Çağdaş Hukukçular Derneği (ÇHD) ve Özgürlük için Hukukçular Derneği (ÖHD), 20 Haziran sabahı Halkın Hukuk Bürosu’na (HHB) yapılan polis baskınıyla gözaltına alınarak dün tutuklanan avukatlar Ebru Timtik, Ayşegül Çağatay, Nadide Özdemir ve Görkem Ağdede ile dayanışmak için bugün basın toplantısı gerçekleştirdi.

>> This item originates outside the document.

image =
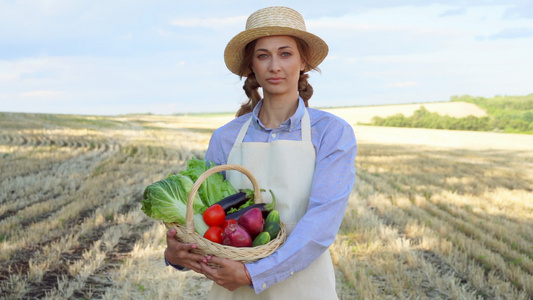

ÇHD TV binasında gerçekleştirilen basın toplantısında ilk sözü ÇHD İstanbul Şubesi’nden Barzan Demirhan aldı. HHB’nin 2017’den bu yana 3 kez basıldığını hatırlatarak son olarak 20 Haziran’daki baskınla 5 avukatın gözaltına alındığı belirtildi.
Ardından sözü ÇHD İstanbul yönetiminden Çiğdem Akbulut’a bıraktı. “Bu, 2 yıl içinde Halkın Hukuk Bürosu’na yönelik 4’üncü polis operasyonu oldu. Önümüze, tutuklama gerekçesi olarak sunulabilmiş somut bir şey yok. Büromuz yine, 2017’deki ilk operasyonun dayanağı olan itirafçı diye geçen fakat iftiracı olan şahısların beyanlarına dayanan bir dosya kapsamında basıldı. 4 meslektaşımız bu mesnetsiz iddialar üzerinden tutuklandı. Tutuklanma gerekçeleri ise sadece Halkın Hukuk Bürosu avukatı olmaları ve o gün, o saatte büroda olmalarıydı” ifadelerini kullanan Akbulut, ardından ortak metni okudu.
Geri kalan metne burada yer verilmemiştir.